How to get rid of a document that can't be deserialized? System.IO.InvalidDataException: Properties offset not valid

75 views
Skip to first unread message

Andrej Krivulčík

unread,
Nov 13, 2020, 12:40:39 PM11/13/20
to RavenDB - 2nd generation document database
During replication from a 3.5 server to a 5 server, one of the documents somehow got corrupted in the target database. Any attempt to open it or to do anything with it results in the following:

System.IO.InvalidDataException: Properties offset not valid
   at Sparrow.Json.BlittableJsonReaderObject.ThrowInvalidPropertiesOffest() in C:\Builds\RavenDB-Stable-5.0\50017\src\Sparrow\Json\BlittableJsonReaderObject.cs:line 1332
   at Sparrow.Json.BlittableJsonReaderObject..ctor(Byte* mem, Int32 size, JsonOperationContext context) in C:\Builds\RavenDB-Stable-5.0\50017\src\Sparrow\Json\BlittableJsonReaderObject.cs:line 90
   at Raven.Server.Documents.DocumentsStorage.Get(DocumentsOperationContext context, Slice lowerId, DocumentFields fields, Boolean throwOnConflict, Boolean skipValidationInDebug) in C:\Builds\RavenDB-Stable-5.0\50017\src\Raven.Server\Documents\DocumentsStorage.cs:line 1043
   at Raven.Server.Documents.DocumentsStorage.Get(DocumentsOperationContext context, String id, DocumentFields fields, Boolean throwOnConflict) in C:\Builds\RavenDB-Stable-5.0\50017\src\Raven.Server\Documents\DocumentsStorage.cs:line 1039
   at Raven.Server.Documents.Handlers.DocumentHandler.GetDocumentsByIdAsync(DocumentsOperationContext context, StringValues ids, Boolean metadataOnly) in C:\Builds\RavenDB-Stable-5.0\50017\src\Raven.Server\Documents\Handlers\DocumentHandler.cs:line 230
   at Raven.Server.Documents.Handlers.DocumentHandler.Get() in C:\Builds\RavenDB-Stable-5.0\50017\src\Raven.Server\Documents\Handlers\DocumentHandler.cs:line 122
   at Raven.Server.Routing.RequestRouter.HandlePath(RequestHandlerContext reqCtx) in C:\Builds\RavenDB-Stable-5.0\50017\src\Raven.Server\Routing\RequestRouter.cs:line 196
   at Raven.Server.RavenServerStartup.RequestHandler(HttpContext context) in C:\Builds\RavenDB-Stable-5.0\50017\src\Raven.Server\RavenServerStartup.cs:line 243


It can't be opened, it can't be deleted, new document with its id can't be created (to replace it), it breaks replication within the cluster.

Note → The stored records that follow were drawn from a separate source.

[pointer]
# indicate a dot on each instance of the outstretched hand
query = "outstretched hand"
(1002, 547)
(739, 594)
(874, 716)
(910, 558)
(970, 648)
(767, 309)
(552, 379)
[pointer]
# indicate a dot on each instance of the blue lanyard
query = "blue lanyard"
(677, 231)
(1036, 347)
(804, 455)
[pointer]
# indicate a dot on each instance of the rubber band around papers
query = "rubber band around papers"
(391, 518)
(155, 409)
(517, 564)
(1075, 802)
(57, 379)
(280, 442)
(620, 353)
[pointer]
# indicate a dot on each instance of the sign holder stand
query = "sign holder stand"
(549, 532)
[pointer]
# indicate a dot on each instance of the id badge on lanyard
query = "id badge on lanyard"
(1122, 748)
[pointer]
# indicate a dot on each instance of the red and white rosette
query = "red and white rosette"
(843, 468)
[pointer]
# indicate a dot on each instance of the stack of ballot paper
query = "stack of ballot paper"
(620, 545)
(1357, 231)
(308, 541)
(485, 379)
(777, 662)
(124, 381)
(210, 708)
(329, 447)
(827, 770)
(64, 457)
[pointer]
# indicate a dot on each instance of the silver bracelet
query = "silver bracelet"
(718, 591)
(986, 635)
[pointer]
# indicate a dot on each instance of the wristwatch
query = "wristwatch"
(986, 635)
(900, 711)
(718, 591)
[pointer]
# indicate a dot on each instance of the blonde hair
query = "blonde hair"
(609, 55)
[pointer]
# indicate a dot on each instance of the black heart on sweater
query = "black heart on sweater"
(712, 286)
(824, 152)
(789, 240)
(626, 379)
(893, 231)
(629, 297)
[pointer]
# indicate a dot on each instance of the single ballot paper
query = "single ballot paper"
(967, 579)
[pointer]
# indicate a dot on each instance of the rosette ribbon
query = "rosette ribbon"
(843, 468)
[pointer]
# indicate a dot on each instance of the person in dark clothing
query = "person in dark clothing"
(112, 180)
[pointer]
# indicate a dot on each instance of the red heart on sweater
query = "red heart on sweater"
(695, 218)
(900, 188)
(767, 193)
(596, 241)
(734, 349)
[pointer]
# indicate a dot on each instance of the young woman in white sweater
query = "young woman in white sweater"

When trying to delete the whole collection:

var operation =
                        await session.Advanced.DocumentStore.Operations.SendAsync(
                            new DeleteByQueryOperation(new IndexQuery {Query = "from 'Cache`1'"}));
                    await operation.WaitForCompletionAsync(TimeSpan.FromMinutes(1));

I get a different error:

Specified argument was out of the range of valid values. (Parameter 'System.ArgumentOutOfRangeException: Ticks must be between DateTime.MinValue.Ticks and DateTime.MaxValue.Ticks. (Parameter 'ticks')
   at System.DateTime..ctor(Int64 ticks)
   at Raven.Server.Documents.DocumentsStorage.ParseDocumentPartial(JsonOperationContext context, TableValueReader& tvr, DocumentFields fields) in C:\Builds\RavenDB-Stable-5.0\50017\src\Raven.Server\Documents\DocumentsStorage.cs:line 1393
   at Raven.Server.Documents.DocumentsStorage.GetDocumentsFrom(DocumentsOperationContext context, String collection, Int64 etag, Int64 start, Int64 take, DocumentFields fields)+MoveNext() in C:\Builds\RavenDB-Stable-5.0\50017\src\Raven.Server\Documents\DocumentsStorage.cs:line 945
   at Raven.Server.Documents.CollectionRunner.ExecuteOperation(String collectionName, Int64 start, Int64 take, CollectionOperationOptions options, DocumentsOperationContext context, Action`1 onProgress, Func`2 action, OperationCancelToken token) in C:\Builds\RavenDB-Stable-5.0\50017\src\Raven.Server\Documents\CollectionRunner.cs:line 86
   at Raven.Server.Documents.Queries.QueryRunner.ExecuteDeleteQuery(IndexQueryServerSide query, QueryOperationOptions options, QueryOperationContext queryContext, Action`1 onProgress, OperationCancelToken token) in C:\Builds\RavenDB-Stable-5.0\50017\src\Raven.Server\Documents\Queries\QueryRunner.cs:line 265
The server at https://b.fs.ravendb.community responded with status code: InternalServerError.')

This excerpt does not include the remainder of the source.